Demir'de hemen ardından kalktı ve olası bir durum için elini arka cebinde ki silahına yerleştirdi.

Aras bir kaç saniye boyunca sakince Ateş'in gözlerine baksa da sinir ile Ateş'in yakasında ki ellerini ondan uzaklaştırdı. "İnanmaya bilir, beni öldürebilirsiniz." Derken sesi oldukça kendisinden emin çıkıyordu. Bir kez daha dudakları yana doğru kıvrıldı. "Ancak bana inanmaktan ve benim ile gelmekten başka şansınız yok. Size söylediğim hiç bir şey yalan değil. Anlaşılan dinlemek huyunuz değil, atacağım adrese gelir, kendiniz görürsünüz." Diyerek cevap verdi.

Ateş ve Demir'in bir şey söylemesine bile izin vermeden cebinden kendi numarasının yazılı olduğu bir kâğıdı çıkarıp masaya bıraktı. "İsterseniz adamlarınız ile gelebilirsiniz.
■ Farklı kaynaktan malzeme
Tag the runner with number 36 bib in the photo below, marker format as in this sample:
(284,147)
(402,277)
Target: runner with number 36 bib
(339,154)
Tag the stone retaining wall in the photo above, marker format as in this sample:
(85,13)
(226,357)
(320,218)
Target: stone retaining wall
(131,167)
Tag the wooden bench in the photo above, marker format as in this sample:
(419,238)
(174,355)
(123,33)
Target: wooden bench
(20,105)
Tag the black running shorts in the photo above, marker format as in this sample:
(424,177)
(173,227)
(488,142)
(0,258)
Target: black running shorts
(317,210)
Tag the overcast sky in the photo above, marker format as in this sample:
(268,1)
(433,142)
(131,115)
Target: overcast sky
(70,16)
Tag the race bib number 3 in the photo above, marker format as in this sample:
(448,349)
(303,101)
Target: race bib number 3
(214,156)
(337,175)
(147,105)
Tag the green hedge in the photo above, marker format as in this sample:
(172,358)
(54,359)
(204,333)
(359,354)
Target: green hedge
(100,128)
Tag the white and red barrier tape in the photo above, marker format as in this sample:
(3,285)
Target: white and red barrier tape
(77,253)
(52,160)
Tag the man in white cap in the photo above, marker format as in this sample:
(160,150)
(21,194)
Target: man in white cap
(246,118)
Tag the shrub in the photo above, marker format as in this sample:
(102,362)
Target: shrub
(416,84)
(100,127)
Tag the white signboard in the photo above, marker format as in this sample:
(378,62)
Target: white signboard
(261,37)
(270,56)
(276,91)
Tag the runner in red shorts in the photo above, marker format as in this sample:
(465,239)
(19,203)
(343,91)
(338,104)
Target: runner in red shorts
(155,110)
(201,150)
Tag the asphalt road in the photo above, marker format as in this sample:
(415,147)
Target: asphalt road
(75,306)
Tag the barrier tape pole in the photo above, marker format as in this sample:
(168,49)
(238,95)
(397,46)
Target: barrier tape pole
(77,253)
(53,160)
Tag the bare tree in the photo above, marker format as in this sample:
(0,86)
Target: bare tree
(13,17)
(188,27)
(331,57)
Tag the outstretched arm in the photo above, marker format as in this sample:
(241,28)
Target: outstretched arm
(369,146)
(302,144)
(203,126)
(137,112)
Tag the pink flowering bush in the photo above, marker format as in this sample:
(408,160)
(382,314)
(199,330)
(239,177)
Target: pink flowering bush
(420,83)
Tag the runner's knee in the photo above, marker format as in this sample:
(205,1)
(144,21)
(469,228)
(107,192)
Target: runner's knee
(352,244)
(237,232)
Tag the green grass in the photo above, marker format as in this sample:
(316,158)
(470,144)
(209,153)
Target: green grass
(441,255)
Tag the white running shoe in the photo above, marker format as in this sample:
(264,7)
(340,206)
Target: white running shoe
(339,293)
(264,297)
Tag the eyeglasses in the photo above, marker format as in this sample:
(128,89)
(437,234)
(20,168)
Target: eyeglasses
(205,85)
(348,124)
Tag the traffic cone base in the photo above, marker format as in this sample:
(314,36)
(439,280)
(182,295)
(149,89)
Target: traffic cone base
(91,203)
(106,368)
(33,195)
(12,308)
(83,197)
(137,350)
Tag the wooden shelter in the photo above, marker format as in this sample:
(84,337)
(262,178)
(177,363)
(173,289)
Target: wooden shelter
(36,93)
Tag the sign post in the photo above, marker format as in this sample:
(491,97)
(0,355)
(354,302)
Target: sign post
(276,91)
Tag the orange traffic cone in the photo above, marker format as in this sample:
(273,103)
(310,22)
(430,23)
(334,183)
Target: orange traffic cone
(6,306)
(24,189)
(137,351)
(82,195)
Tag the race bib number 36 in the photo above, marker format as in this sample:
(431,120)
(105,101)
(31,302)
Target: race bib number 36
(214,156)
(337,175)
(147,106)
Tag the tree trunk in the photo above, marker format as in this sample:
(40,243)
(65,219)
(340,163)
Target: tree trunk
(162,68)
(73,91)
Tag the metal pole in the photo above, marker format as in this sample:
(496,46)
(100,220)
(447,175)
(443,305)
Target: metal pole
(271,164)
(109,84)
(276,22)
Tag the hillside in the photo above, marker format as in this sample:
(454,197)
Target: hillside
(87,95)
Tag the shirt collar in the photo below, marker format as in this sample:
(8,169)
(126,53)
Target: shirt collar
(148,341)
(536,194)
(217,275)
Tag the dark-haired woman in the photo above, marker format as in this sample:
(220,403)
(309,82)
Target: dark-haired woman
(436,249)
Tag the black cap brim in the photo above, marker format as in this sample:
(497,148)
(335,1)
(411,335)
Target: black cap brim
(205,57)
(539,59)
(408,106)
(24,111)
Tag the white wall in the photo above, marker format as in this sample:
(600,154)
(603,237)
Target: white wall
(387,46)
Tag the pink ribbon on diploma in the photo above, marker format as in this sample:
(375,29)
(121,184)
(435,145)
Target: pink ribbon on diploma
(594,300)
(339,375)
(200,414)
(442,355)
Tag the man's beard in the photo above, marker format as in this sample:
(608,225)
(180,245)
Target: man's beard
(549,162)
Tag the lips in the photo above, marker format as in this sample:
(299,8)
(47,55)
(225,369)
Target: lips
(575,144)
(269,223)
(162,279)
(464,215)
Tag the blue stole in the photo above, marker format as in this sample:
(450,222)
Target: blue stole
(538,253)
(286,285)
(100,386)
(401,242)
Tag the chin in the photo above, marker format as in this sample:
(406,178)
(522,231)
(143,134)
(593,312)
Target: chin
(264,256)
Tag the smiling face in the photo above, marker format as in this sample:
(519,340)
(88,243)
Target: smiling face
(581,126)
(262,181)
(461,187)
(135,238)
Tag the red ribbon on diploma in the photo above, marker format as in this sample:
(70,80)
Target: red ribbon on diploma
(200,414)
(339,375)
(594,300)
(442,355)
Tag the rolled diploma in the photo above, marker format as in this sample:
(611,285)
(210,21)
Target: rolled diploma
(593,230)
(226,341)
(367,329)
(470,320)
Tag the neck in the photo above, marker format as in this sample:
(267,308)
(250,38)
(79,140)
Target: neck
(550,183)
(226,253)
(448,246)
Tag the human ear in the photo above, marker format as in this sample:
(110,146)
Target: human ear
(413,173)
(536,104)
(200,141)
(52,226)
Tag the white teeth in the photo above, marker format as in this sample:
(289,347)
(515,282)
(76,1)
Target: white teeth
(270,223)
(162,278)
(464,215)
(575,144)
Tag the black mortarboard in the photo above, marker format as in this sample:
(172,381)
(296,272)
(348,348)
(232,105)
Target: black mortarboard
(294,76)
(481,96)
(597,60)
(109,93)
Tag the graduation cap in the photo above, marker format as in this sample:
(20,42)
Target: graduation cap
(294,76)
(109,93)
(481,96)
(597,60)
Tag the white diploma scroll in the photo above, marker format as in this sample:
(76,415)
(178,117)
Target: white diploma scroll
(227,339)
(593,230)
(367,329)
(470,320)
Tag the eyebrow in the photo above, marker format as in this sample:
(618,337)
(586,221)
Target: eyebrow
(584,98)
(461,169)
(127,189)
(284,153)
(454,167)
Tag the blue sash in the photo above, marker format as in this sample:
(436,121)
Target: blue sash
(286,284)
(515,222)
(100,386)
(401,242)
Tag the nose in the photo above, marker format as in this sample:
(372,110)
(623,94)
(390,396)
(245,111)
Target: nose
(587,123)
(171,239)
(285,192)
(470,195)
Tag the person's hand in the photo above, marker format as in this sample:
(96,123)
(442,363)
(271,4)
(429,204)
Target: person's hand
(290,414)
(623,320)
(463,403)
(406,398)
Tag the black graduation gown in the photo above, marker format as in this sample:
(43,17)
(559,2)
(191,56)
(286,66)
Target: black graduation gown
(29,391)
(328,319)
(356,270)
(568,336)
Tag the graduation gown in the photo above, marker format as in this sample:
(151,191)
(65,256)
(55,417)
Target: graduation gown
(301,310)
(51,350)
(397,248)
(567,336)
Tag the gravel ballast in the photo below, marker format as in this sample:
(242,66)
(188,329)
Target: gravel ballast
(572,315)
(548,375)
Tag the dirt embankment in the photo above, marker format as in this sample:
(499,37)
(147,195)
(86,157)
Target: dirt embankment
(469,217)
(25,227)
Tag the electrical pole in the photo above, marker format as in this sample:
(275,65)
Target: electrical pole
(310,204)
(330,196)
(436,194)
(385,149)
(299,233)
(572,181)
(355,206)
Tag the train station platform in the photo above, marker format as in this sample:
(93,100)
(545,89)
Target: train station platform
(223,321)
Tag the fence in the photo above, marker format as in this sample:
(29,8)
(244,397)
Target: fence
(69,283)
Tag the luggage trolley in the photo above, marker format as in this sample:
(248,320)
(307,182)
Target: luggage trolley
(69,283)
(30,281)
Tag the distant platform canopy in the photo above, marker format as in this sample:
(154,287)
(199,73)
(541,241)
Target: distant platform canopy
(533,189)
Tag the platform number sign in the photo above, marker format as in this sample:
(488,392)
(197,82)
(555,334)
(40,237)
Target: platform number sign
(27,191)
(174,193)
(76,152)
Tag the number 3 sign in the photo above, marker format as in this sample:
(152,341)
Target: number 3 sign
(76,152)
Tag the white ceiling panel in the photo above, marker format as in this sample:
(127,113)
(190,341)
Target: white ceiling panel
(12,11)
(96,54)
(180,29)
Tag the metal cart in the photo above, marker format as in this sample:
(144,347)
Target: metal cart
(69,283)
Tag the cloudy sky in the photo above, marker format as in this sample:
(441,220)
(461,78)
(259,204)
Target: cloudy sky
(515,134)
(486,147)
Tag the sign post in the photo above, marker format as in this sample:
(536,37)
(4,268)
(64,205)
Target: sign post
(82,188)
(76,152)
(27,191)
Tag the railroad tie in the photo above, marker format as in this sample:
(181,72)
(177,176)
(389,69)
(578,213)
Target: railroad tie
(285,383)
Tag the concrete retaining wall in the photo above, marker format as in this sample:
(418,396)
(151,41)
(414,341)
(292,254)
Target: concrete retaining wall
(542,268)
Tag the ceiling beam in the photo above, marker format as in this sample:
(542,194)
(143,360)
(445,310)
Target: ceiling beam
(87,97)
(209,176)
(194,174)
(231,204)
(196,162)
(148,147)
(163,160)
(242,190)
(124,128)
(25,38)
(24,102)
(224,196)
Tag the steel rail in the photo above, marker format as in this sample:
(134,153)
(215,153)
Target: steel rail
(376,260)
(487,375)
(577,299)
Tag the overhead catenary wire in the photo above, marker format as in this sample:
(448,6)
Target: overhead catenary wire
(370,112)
Ama boşa zaman kaybı, panik ve ön yargı olur sadece. Yazarsınız, atarım." Dedi ve Ateş'e bakarak gömleğinin yakasını düzeltti ardından oradan uzaklaştı.

 

                                  🔥

 

Ateş'in numarayı kayıt etmesi ile Aras ona evinin konumunu atmıştı. Geleceklerdi. Aras ve Aslı evde hazırlık yapıyorlardı. Alev ise arada bir uyanıyor sonra tekrar yatıyordu. Zihni pek açık sayılmazdı.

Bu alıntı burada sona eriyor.